To refer back to the beginning of this essay, the droves of students leaving the Ivies for essentially the same jobs on Wall Street cannot all, in the deepest parts of their hearts, feel bound to be bankers. More plausibly, the modern and technocratic education so many college students encounter fails to expose them to passion, so the culture they are formed in imposes its own objective demands. The meritocratic culture that modern universities both create and live off—the complicated ecosystem of SAT tutors, college counselors, application essays, college rankings, Goldman internships, and “summer fellowships”—forms students towards “achievement” as an end in and of itself. When every incentive given to students, starting from an early age, is in the form of supposedly objective measures such as admissions processes, GPA, and the fairly well defined hierarchy of schools and after-graduation jobs, the only thing they know to pursue is achievement. Which is, in their defense, a less risky and complicated path to follow. Landing an $120,000 a year job at Deutsche Bank after graduation is a very clear signal that you’ve made it, and ascending the corporate ladder is a clear next step. Lest it be said that I am only writing about bankers, who are honestly easy targets, this same analysis is easily applicable to all professions: law, government, and academia all have similarly clear markers of status and hierarchy.

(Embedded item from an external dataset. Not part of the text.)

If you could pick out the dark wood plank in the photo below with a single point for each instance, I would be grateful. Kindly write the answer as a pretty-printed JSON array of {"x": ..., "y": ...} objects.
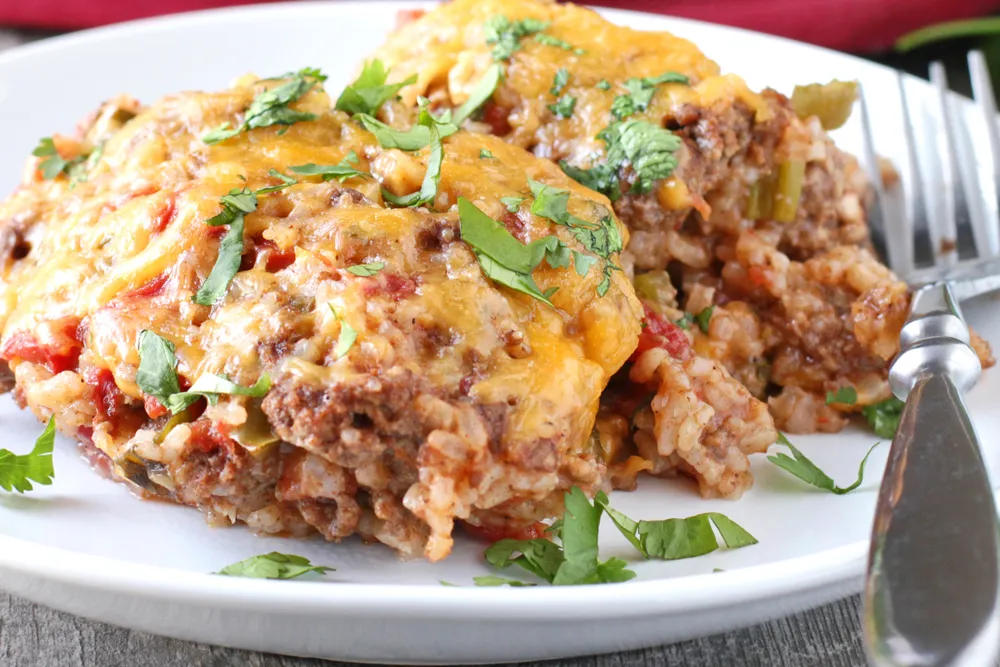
[{"x": 34, "y": 636}]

This is the middlebrow life Auden warns against. Concerned with only “the immediate being and the actual,” the middlebrow will only ask questions of “the How, never the Why.” [8] Questions of technique crowd out all other considerations. A poem Auden wrote during his years at Swarthmore, “Under Which Lyre,” illustrates a war on campuses between humanist highbrows (“sons of Hermes”) and technocrat middlebrows (“sons of Apollo”). Under Apollonian control “Truth is replaced by Useful Knowledge/ He pays particular/Attention to Commercial Thought/ Public Relations, Hygiene, Sport/ in his curricula.”[9] Thankfully, there is enough fight left in the liberal arts to stop these particular courses from encroaching on campus. Not enough, however, to stop the steep decline in humanities majors and the rise of more technical majors like computer science and economics. To demonstrate where this technical, careerist mindset will lead, Auden references Kay in Hans Christian Andersen’s “The Snow Queen,” into whose eye a shard of glass from a cursed mirror falls and who then only sees things as they are, not how they could be. Faults and mistakes are magnified; roses are only rotten or dying.

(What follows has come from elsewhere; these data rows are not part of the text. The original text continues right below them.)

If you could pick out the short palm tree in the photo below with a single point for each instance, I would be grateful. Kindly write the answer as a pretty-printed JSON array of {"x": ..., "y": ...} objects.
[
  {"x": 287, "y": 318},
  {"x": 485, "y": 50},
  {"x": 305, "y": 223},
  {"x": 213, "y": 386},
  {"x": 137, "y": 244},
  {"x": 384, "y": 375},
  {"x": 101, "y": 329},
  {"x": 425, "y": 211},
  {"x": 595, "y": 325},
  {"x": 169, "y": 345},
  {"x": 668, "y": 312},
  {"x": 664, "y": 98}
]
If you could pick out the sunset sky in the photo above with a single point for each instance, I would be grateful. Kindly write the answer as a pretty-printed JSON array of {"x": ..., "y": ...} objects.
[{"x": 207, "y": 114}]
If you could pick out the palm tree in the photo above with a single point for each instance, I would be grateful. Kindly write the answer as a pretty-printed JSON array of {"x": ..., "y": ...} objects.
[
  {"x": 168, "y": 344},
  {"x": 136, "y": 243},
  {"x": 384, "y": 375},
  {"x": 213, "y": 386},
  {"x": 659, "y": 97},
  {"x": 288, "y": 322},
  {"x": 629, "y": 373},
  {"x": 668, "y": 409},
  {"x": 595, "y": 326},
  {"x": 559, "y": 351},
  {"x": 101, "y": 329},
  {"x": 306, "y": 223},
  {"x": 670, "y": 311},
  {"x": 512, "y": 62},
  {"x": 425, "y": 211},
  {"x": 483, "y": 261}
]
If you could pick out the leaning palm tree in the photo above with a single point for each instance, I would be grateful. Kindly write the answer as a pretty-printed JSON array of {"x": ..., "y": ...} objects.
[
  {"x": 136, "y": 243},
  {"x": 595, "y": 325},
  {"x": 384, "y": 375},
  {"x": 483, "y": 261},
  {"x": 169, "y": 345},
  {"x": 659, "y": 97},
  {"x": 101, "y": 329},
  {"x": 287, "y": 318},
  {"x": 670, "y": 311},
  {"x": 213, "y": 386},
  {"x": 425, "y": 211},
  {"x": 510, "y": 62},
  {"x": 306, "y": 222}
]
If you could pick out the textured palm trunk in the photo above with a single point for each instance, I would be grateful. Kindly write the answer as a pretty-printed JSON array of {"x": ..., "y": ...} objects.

So what should Christian students do? Their first step should be to remember that Christians do, in fact, have an objective ideal to pursue that isn’t professional success. It is the example of Christ; the Christian life is a vocational pursuit of this fundamentally unattainable goal. But to focus more narrowly on the educational stage of our lives, it is also to remember that living a life without passion, to be afraid of risk and suffering and to desire no more than comfortableness, leads to spiritual decay. Auden grasped this point fully in his (aptly named) poem, “Like a Vocation:” But politeness and freedom are never enough, not for a life. [10]



1. Auden, W.H. “Vocation and Society.” Lecture, Swarthmore College, Swarthmore PA, 1943.
2. Ibid.
3. Ibid.
4. Ibid.
5. Ibid.
6. Ibid.
7. Schmidt, Benjamin. “The Humanities are in Crisis,” The Atlantic.
8. “Vocation and Society”
9. Auden, W.H. “Under Which Lyre (A Reactionary Tract for the Times).” Harvard Phi Beta Kappa Poem, 1946.
10. Auden, W. H. Collected Shorter Poems: 1927-1957. New York: Random House, 1964.